His Highness the Amir Sheikh Tamim bin Hamad al-Thani arrived on Thursday in the German city of Munich to take part in the 55th edition of the Munich Security Conference.

The Amir is accompanied by an official delegation.

The conference which starts on Friday is one of the largest and most important international conferences on the global security and defence policies.

Twenty-one heads of state and 75 foreign and defence ministers participated in the last conference.

A strong strategic partnership between Qatar and the MSC emerged during the 18th session of Doha Forum.

In 2011 the first meeting of Munich Security officials was held in Doha, where the two sides agreed to work together more regularly so that the Qatari representation at the conference becomes at the highest level with the participation of the Amir along with other leaders.

Over the course of three days, MSC will be held under the chairmanship Wolfgang Ischinger and with the participation of German Chancellor Angela Merkel, US Vice President Mike Pence and a number of heads of governments and international community organisations.

This year's conference will be held in exceptional circumstances amid many problems, crises and events, which will give the 2019 session great importance.

High on the agenda are themes such as the European Union's self-assertion, transatlantic co-operation, as well as possible consequences of a renewed era of great power competition.

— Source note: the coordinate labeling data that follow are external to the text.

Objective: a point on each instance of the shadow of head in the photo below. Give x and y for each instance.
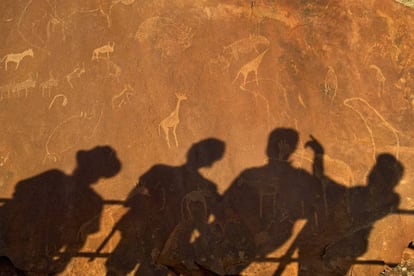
(99, 162)
(205, 153)
(282, 143)
(386, 173)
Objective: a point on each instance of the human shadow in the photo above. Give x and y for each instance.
(165, 208)
(51, 215)
(346, 216)
(263, 203)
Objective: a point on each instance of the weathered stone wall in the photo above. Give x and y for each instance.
(150, 79)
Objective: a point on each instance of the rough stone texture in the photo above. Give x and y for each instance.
(153, 80)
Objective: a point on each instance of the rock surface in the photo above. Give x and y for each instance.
(255, 137)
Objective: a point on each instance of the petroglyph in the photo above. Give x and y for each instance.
(193, 197)
(165, 34)
(62, 138)
(250, 67)
(172, 121)
(408, 3)
(380, 78)
(331, 84)
(17, 58)
(25, 85)
(246, 46)
(48, 85)
(54, 23)
(103, 50)
(6, 89)
(64, 101)
(122, 97)
(76, 73)
(348, 103)
(219, 62)
(114, 70)
(54, 154)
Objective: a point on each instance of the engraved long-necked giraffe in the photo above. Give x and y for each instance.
(172, 121)
(251, 66)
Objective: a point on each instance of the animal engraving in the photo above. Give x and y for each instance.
(64, 102)
(3, 159)
(123, 97)
(251, 66)
(54, 22)
(47, 85)
(8, 89)
(380, 78)
(193, 197)
(331, 84)
(16, 58)
(24, 85)
(172, 121)
(104, 50)
(246, 45)
(76, 73)
(114, 70)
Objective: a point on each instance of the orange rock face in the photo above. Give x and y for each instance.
(234, 137)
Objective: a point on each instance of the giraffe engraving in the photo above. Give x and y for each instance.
(251, 66)
(172, 121)
(380, 78)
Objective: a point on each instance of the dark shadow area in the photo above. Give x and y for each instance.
(263, 203)
(347, 217)
(177, 224)
(165, 228)
(51, 215)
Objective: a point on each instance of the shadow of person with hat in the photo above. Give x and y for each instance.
(51, 214)
(164, 208)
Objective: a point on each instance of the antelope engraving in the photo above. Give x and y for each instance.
(114, 70)
(24, 85)
(47, 85)
(64, 101)
(251, 66)
(104, 50)
(380, 78)
(16, 58)
(172, 121)
(123, 97)
(76, 73)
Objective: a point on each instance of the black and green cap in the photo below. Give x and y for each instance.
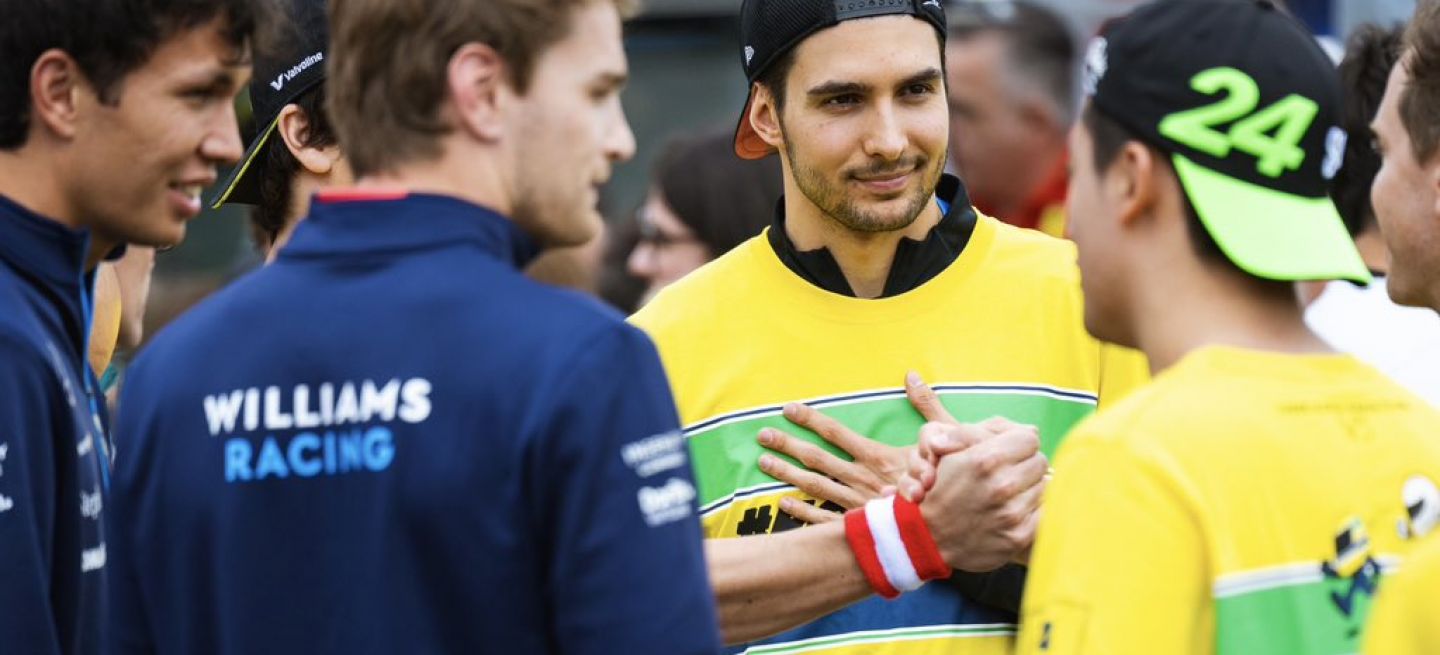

Additionally, experts from across the globe will discuss the future of arms control and co-operation in defence policy.

The intersection between trade and international security will be examined, as will the effects of climate change and technological innovations on the international security.

"When looking at the current state of international affairs, it is difficult to escape the feeling that the world is not just witnessing a series of smaller and bigger crises, but that there is a more fundamental problem," Ischinger said ahead of the conference.

"Indeed, we seem to be experiencing a reshuffling of core pieces of the international order. A new era of great power competition is unfolding between the United States, China, and Russia, accompanied by a certain leadership vacuum in what has become known as the liberal international order," Ischinger said.

Merkel said she intends to work towards preserving international institutions which is as important as it was during the Cold War.

German Foreign Minister Heiko Maas recently called for forming an "alliance of multilateralists"; however, the difficulty of achieving this goal emerges from co-operation with France, Germany's most important partner in Europe.

A survey done by Friedrich Ebert foundation revealed that only 42% of the French, compared to 59% of the Germans support neutral stances from their countries on international issues.

As for military interventions in conflicts, 65% of Germans rejected as opposed to 50% from the French.

This reflects the political process and the different strategic culture between Berlin and Paris.

During the first decades of the conference, attendance was limited and participants were less.

Discussions focused on Western policies within the overall framework of Cold War confrontations.

When the Cold War came to an end, they decided to invite participants from countries that had not been part of the Western world before.

They made room for participants from Central and Eastern European countries, and also from the Russian Federation.

The conference, much like Nato, had to move beyond the confines of one "side" of the Cold War if it was to remain relevant.

Recently, the conference has shifted from focusing on defence issues only to a forum for politicians, diplomats and researchers.

For the fourth time in a row, University of Pennsylvania of the US named the conference as the most important in the world.

Since its inception in the fall of 1963, the MSC has changed in many ways, not just in terms of its name.

It is held annually for three days in Germany, organised by the city of Munich, where hundreds of decision-makers from around the world meet in various security, political and military fields to discuss crises and conflicts on the situations and challenges facing the world at various levels.